Here is what I was thankful for during this time: 
Sure this wasn't the healthiest of relationships to jump into. I felt yo-yo'd and had anxiety over where this was going, if I cared where this was going, and about the fact that I'd be losing my friend. BUT I am thankful that I got my wild (to me) side out with him. I never feared for my safety and no matter what I did, I did them with him and it wasn't a string of men a mile long. I never felt like I was being irresponsible with my body. Sure, my liver may have taken a beatin' but I never got to have fun like everyone else when I was younger.

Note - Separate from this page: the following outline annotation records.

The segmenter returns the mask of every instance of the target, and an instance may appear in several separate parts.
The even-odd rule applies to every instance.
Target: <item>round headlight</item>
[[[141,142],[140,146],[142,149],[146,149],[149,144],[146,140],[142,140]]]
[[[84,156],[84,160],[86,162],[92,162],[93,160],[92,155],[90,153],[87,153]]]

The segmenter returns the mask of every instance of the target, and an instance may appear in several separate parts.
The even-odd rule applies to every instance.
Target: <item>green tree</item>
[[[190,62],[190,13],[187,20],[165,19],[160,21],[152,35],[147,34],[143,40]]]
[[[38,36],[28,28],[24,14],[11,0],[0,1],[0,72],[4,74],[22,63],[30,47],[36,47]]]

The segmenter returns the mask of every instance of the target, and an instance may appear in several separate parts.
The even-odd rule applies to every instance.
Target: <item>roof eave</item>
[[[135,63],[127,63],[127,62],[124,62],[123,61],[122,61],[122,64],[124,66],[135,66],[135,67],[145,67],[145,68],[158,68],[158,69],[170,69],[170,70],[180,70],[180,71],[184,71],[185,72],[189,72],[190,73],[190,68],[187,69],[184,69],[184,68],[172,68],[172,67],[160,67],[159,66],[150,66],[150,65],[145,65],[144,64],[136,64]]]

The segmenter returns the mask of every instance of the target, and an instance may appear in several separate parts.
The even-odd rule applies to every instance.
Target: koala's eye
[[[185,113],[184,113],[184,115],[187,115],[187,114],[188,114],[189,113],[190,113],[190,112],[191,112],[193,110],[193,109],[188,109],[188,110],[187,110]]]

Although he wasn't able to emotionally support me the way I wish he would have this forced me to turn to my family and female support system. It also forced me to sometimes just be strong for myself. I can't tell you how many times that huge dolphin got me through some of my roughest nights. So although he may not have always been there physically for me, that gift was one of my most prized possessions at the time.

I get asked by many if #CarGuy and I are still friends. Not really. I feel like maybe we tried shortly after but then neither of us really made any additional effort. I unfollowed him from any social media channels in order to give myself the opportunity to completely disconnect from him. & I didn't know how quickly he'd get back into dating and if he would post about it, I needed to make sure that I protected myself emotionally.

They say everything happens when it is supposed to and for a reason. 11 days later I would meet the next guy I'd date.